Another thing that was a necessity in those days was a pair of Bass Weejuns. They completed an outfit and made a person fit right in as the coolest of the cool. Bass Weejuns are still sold today and they are a rather expensive pair of penny loafers. Most guys got them in a burgundy color. Before I got my job at the radio station, I had to wear a cheaper shoe. It looked like the Weejun and it was bought at one of the main family clothiers in town....The Big Store. My shoe was the same color. It was the same design. You couldn't tell if from the Weejun shoe. But there was one difference. The Weejuns had two little holes at the rear of the shoe on the strap that went from the heel to the top of the back of the shoe. Those two little holes were about three-fourths inch apart and they looked like where a snake had bitten the shoe. Those little holes marked the spot where the shoes were hung up to dry after they were polished at the factory. Now, you HAD to have those two little holes if your shoes were genuine, "cool" Weejuns. Of course, my shoes didn't have the two holes. People would look at your shoes and try to see if they had the little holes. That problem was easily solved for me with an old fashioned ice pick. When I finished with my regular old penny loafers, they passed the inspection and everyone thought I had on those cool Bass Weejuns. Ahhh, that peer pressure!!
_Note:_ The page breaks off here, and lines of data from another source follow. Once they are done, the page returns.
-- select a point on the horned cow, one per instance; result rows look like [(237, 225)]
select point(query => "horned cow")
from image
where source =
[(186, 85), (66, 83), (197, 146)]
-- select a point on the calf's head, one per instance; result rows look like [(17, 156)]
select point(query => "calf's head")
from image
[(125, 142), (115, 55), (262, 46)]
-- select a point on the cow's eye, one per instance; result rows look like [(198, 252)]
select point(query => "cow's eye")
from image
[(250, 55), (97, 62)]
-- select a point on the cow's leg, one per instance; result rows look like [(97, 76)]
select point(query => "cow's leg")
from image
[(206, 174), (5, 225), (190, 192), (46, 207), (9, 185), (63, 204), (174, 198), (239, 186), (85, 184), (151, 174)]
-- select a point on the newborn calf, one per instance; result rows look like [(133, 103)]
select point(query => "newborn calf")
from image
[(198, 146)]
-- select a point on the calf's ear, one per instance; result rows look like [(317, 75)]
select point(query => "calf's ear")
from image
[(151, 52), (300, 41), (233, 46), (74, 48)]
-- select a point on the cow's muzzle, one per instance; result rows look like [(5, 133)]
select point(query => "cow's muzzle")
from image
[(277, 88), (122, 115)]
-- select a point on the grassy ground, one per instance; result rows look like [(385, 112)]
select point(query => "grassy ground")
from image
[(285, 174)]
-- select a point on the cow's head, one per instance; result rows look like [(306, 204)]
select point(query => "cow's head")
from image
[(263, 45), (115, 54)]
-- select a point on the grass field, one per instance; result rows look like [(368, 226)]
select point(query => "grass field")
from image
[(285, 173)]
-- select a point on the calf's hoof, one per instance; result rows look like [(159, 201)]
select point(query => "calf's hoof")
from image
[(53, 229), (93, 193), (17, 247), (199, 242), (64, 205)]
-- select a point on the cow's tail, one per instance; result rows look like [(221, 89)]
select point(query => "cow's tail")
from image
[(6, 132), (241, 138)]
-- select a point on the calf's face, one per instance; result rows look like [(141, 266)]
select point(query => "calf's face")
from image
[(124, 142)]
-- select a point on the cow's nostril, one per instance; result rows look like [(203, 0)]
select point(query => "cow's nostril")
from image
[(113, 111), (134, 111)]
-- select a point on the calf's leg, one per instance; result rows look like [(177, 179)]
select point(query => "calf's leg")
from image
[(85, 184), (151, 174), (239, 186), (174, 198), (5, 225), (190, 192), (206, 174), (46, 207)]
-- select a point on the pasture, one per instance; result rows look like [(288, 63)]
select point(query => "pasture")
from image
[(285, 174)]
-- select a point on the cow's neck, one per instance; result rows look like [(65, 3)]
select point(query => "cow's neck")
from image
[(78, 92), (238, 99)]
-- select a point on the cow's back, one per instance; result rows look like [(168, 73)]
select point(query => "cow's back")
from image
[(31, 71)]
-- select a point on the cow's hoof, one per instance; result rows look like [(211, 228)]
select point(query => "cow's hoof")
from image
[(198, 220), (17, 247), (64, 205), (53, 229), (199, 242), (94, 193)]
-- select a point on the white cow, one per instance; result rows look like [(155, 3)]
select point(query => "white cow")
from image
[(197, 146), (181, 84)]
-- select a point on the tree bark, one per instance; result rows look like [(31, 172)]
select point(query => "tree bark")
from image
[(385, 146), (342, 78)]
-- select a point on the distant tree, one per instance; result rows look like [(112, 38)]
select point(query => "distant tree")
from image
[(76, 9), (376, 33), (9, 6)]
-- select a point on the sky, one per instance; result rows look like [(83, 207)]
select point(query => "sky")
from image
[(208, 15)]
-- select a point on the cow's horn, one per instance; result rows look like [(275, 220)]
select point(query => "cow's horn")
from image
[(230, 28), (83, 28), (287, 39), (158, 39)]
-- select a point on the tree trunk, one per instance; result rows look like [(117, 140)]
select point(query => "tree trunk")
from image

Also, "cool" in those days were taps on the heels of your shoes. You had to be able to make a clickety-clack going down the sidewalk or you just weren't with it! We didn't need them because all those shoes had rubber heels but taps were a necessity it seems. A group of guys going down the sidewalk in Tifton sounded like a herd of horses. Who could walk the coolest. Who mastered his taps the best. So, here's the picture: A sculpted Elvis haircut, a starched white shirt with the collar turned up just right, a pair of tight fitting, low slung Levi jeans, and a pair of cool Bass Weejuns (with the little holes) and taps singing a cool tune on the pavement. All that was a necessity in the late fifties and early sixties, but the essential part was the Levis and the Bass Weejuns.